É claro que as televisões foram a correr ouvir o homem que, naquela caranguejola de plateia (aliás, nunca mostrada nas emissões de sábado), enjorcou mais uma rentrée do seu rosário, numa luta desesperada para se manter à tona de água.

Mais valia estar calado – um conselho antigo, que Passos nunca segue.

Basicamente, disse duas coisas.

Uma, que «a visão que temos para o País é ainda hoje mais necessária».

Outra, que o serviço público «moderno» é o «prestado pela sociedade civil», cabendo ao Estado «não se demitir de dinamizar, de enquadrar, de regular e de poder garantir [e aqui é que bate o ponto, pois claro] a qualidade na sua prestação» [ou seja, pagar aos privados para «fazerem o serviço público», como ele induziu mais à frente].

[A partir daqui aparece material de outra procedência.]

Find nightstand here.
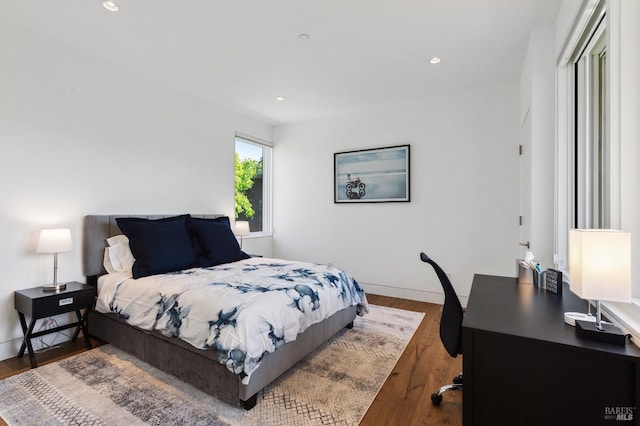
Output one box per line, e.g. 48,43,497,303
14,281,95,368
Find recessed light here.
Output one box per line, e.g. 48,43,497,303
298,33,310,41
102,1,120,12
276,96,286,102
430,57,441,64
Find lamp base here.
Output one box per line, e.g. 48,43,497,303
563,312,597,326
575,319,627,346
42,283,67,292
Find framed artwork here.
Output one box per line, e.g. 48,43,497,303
334,144,410,203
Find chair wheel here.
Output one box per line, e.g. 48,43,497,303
453,375,463,385
431,393,442,406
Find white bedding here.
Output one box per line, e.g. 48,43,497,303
96,257,368,383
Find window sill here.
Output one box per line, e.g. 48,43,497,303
245,232,272,239
601,300,640,349
558,269,640,348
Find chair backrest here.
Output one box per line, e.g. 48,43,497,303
420,252,463,358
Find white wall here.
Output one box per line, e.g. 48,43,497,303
520,26,556,268
612,0,639,293
272,83,520,304
555,0,586,58
0,21,272,360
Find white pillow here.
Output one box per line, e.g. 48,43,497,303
103,235,135,274
107,234,128,247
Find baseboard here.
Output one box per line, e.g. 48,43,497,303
360,282,468,308
0,330,71,362
0,338,20,361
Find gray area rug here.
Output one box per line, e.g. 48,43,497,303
0,305,424,426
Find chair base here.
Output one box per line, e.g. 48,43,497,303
431,374,463,406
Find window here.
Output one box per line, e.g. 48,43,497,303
554,1,608,259
557,0,640,344
234,136,272,235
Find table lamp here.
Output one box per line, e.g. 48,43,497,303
234,221,250,249
37,228,73,291
568,229,631,346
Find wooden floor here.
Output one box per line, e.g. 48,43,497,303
0,294,462,425
361,295,462,426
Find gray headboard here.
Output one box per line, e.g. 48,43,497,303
83,214,223,284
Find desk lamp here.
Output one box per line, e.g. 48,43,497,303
37,228,73,291
568,229,631,346
234,221,250,249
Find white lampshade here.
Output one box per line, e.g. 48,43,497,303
234,221,250,237
37,228,73,254
569,229,631,303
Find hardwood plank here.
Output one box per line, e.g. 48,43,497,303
0,295,462,425
361,294,462,426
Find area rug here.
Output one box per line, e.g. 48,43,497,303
0,305,424,426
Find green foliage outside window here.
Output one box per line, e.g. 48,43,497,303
234,153,262,219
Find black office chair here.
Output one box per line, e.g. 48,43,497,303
420,252,463,406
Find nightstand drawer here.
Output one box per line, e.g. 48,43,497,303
15,282,95,318
31,291,94,317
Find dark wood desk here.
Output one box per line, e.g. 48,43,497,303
462,274,640,425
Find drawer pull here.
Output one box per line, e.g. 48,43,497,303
59,297,74,306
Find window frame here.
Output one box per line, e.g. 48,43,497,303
555,0,606,269
574,19,608,229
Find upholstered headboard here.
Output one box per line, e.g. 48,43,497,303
83,214,223,284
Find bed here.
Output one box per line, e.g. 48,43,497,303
83,214,367,410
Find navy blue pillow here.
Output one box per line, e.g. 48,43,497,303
188,216,229,257
116,215,199,279
189,217,250,267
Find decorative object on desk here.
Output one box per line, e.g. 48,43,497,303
234,220,250,249
334,144,410,203
36,228,72,291
517,251,543,287
545,268,562,295
517,259,533,284
568,229,631,346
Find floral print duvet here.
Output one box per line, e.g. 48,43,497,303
95,257,368,384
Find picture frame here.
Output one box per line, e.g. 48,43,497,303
334,144,410,203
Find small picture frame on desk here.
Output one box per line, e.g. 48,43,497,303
545,269,562,295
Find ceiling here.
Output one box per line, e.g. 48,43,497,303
5,0,562,125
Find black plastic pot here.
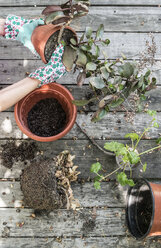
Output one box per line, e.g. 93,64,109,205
126,179,161,239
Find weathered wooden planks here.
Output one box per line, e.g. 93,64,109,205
1,32,161,60
0,112,161,139
0,0,160,6
0,139,160,179
0,207,126,237
0,7,161,32
0,181,125,208
0,236,160,248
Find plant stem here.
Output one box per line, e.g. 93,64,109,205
103,166,121,179
134,120,154,150
138,144,161,156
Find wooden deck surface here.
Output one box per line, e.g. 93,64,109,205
1,1,161,247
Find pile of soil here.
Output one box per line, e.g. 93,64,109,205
20,160,66,210
1,141,38,169
27,98,66,137
45,29,76,62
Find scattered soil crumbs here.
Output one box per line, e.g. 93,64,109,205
45,29,76,62
27,98,66,137
1,141,38,169
81,218,96,234
20,151,80,211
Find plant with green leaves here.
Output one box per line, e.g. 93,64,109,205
42,0,156,122
70,25,156,121
90,110,161,189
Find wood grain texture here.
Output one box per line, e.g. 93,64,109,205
0,139,160,179
0,181,125,208
1,32,161,60
0,207,126,237
0,112,161,139
0,0,160,6
0,7,161,32
0,237,160,248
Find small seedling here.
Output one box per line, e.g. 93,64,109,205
91,110,161,188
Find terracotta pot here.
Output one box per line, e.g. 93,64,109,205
14,83,77,142
126,179,161,239
31,24,77,64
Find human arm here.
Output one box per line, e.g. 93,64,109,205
0,78,40,112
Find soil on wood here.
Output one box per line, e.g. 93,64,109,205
45,29,76,62
0,141,38,169
20,160,67,210
136,187,152,235
27,98,66,137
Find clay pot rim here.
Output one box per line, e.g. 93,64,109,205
14,83,77,142
126,178,155,240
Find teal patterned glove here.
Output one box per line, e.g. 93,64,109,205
4,14,44,56
29,44,66,87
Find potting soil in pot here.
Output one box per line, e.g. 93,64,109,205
20,160,66,210
27,98,66,137
45,29,76,62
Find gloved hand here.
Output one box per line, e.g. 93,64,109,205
4,14,44,56
29,43,66,87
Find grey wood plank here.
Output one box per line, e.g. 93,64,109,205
0,207,126,237
0,236,160,248
0,139,161,179
0,0,160,6
0,181,125,208
0,112,161,140
1,84,161,113
0,7,161,32
1,32,161,61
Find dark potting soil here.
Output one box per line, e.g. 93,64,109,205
20,160,66,210
27,98,66,137
1,141,38,169
45,29,76,62
136,186,152,235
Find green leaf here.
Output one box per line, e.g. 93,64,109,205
96,24,104,40
85,27,92,39
124,133,139,142
95,45,100,58
94,181,101,190
80,45,91,51
153,122,159,128
86,62,97,71
94,175,104,182
102,39,110,45
100,67,109,79
146,110,157,117
90,162,102,173
62,46,77,72
76,50,87,66
156,137,161,144
108,98,124,108
128,151,140,165
144,70,151,80
90,77,105,89
143,163,147,172
98,109,108,120
72,99,90,106
104,141,125,153
119,62,134,79
45,11,64,24
117,172,135,186
116,147,127,156
70,38,77,46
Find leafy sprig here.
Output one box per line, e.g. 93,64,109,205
91,111,161,188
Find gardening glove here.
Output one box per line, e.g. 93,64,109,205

Quanto à «visão que temos para o País», o profuso orador escudou-se no seu governo: «tendo conseguido, como conseguimos, dar a volta aos problemas, tendo a economia do País a crescer, o desemprego a cair e o emprego a melhorar, os rendimentos das pessoas e do País a melhorarem também».

Parece uma anedota e talvez o seja: Passos continua a mentir e fá-lo com a desfaçatez de um vigarista de feira. Após quatro anos e meio a tentar desmantelar o Estado democrático construído com a Revolução de Abril, depois de cumprir um roteiro político que ele próprio sintetizou como de «empobrecimento nacional», depois de ter atropelado a Constituição da República, sob os auspícios do Presidente Cavaco, para impor cortes de direitos e garantias, cortes generalizados em salários, pensões, carreiras, subsídios e apoios sociais, tem a desfaçatez de vir hoje a público dizer que «conseguimos dar a volta aos problemas» e propor-se como «alternativa».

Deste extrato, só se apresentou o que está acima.